The media have played a critical role in peddling the official "Who could have known what would happen" version of events. Bernanke and Paulson were fully aware that they playing with fire, using the mushrooming crisis to achieve their own objectives. Then things began to spin out of control; credit markets froze, interbank lending slowed to a crawl, and stock markets plunged. Even so, the Fed and Treasury persisted with their plan, demanding their $700 billion pound of flesh before they'd do what was needed to stop the bleeding. It was all avoidable.
Mr. Nocera says that almost everyone he's ever spoken to in Hank Paulson's old Treasury Department agrees that without the immediate panic caused by the Lehman default, the government would never have agreed to make the loans needed to save A.I.G., a company it knew very little about. In effect, the Lehman bankruptcy caused the government to panic, which in turn caused it to save the firm it really had to save to prevent catastrophe. In retrospect, if you had to choose one firm to throw under the bus to save everyone else, you would choose Lehman. Although nobody realized it at the time, Lehman Brothers had to die for the rest of Wall Street to live.
So, according to the muddled logic of the NY Times, everything worked out for the best so there's no need to hold anyone accountable. (Tell that to the 7 million people who have lost their jobs since the beginning of the meltdown) This latest bit of spin is an attempt to rewrite history and absolve the guilty parties. Paulson and Bernanke deliberately created the crisis in order to jam their widely-reviled TARP policy down the public's throat. The Times thinks the public should be grateful for that because, otherwise, the crooked insurance giant, AIG, would not have been bailed out and Goldman Sachs and other Wall Street heavies would not have been paid off.
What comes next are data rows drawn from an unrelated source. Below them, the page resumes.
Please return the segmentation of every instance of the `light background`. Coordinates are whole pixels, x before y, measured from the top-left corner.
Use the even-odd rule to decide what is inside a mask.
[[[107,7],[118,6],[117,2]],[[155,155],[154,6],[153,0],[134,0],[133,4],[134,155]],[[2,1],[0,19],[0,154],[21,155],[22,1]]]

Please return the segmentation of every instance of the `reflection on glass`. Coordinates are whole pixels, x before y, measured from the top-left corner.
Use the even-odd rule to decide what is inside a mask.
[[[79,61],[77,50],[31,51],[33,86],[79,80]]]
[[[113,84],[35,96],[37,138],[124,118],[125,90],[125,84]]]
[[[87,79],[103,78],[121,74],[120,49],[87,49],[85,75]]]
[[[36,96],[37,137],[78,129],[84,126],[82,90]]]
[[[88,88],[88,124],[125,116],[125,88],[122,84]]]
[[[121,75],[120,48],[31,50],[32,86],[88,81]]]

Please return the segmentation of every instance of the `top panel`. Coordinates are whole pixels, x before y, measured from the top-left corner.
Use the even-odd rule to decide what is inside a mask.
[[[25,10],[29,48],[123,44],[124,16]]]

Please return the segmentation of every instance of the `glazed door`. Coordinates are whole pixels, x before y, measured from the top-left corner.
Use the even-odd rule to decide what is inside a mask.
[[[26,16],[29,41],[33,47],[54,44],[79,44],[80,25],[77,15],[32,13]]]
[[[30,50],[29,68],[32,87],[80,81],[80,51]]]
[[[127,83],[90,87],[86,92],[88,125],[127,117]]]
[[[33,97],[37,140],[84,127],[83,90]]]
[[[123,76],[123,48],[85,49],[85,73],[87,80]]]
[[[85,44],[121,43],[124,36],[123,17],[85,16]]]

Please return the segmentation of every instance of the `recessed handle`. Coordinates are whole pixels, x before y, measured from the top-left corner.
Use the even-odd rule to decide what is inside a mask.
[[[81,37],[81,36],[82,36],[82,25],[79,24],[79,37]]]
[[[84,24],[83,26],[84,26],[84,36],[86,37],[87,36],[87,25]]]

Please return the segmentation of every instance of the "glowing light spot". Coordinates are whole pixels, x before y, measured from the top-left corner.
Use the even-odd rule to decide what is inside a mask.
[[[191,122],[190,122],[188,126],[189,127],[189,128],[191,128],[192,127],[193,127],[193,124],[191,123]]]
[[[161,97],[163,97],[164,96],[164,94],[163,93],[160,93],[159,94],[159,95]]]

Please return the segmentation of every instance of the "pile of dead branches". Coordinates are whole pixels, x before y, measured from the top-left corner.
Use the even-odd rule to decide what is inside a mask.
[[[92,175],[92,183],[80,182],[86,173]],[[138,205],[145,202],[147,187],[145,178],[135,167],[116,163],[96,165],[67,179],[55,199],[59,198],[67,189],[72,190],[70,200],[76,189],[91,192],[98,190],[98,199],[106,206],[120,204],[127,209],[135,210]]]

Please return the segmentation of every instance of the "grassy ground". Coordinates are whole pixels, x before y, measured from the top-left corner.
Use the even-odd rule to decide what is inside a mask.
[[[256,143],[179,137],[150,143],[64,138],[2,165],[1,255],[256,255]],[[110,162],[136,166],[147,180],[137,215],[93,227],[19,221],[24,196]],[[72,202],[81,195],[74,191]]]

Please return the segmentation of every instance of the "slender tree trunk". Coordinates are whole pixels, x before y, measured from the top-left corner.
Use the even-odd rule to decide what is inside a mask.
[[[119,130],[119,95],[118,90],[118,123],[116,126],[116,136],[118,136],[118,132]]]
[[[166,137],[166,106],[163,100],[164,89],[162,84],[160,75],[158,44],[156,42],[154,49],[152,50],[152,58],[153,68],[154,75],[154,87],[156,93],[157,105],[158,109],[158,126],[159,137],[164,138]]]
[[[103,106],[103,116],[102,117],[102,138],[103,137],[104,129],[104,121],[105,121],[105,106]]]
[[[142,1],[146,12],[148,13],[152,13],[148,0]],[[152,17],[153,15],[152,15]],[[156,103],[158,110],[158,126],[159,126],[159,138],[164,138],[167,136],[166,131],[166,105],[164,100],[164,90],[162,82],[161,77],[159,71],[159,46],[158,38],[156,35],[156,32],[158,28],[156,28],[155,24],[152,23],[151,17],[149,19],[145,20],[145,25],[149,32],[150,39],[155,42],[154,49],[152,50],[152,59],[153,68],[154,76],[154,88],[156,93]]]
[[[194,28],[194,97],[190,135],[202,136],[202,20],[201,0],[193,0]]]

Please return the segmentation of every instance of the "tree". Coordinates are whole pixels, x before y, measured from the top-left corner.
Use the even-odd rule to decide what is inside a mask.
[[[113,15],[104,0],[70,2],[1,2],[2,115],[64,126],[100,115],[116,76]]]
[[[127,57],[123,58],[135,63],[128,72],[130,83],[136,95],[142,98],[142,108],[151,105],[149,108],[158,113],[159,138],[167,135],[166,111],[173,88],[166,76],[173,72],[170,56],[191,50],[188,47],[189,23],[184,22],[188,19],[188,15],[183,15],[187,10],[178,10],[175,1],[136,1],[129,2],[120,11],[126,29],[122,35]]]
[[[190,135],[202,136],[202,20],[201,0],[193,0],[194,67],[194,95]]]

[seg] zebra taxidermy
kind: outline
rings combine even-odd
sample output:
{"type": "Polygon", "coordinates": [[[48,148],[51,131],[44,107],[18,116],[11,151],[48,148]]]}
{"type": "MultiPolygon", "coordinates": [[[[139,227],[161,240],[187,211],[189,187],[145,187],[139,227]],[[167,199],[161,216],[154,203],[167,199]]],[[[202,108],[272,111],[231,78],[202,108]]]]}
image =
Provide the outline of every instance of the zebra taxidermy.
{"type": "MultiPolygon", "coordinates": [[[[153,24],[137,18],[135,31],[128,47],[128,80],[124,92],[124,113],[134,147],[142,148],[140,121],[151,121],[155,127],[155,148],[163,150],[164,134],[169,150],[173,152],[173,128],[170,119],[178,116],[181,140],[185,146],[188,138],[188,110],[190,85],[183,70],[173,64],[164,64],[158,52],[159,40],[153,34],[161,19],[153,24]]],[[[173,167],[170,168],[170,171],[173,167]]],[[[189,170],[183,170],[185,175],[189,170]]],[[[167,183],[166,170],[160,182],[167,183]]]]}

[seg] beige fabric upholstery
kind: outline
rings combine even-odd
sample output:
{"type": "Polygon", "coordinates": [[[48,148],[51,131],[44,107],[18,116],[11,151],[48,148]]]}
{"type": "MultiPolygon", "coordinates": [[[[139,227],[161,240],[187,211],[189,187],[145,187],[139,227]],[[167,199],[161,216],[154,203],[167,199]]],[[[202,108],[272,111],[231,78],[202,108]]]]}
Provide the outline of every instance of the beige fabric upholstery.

Bernanke could have fixed the problem in an instant. All he needed to do was provide explicit government guarantees on money markets and commercial paper. That would have ended the bank-run pronto. But he chose not to. He chose to wait until Congress capitulated so he could net $700 billion for his banking buddies.
Bernanke was working with Paulson and the Bush administration to promote a climate of panic. This climate was necessary in order to push Congress to hastily pass the TARP without serious restrictions on executive compensation, dividends, or measures that would ensure a fair return for the public's investment.
It was all a hoax. The Fed and Treasury knew that they could count on Congress's abysmal ignorance of anything financial; and they weren't disappointed.
The American people have been ripped off by industry reps working the policy-levers from inside the government. That's the real lesson of the Lehman bankruptcy. Happy anniversary.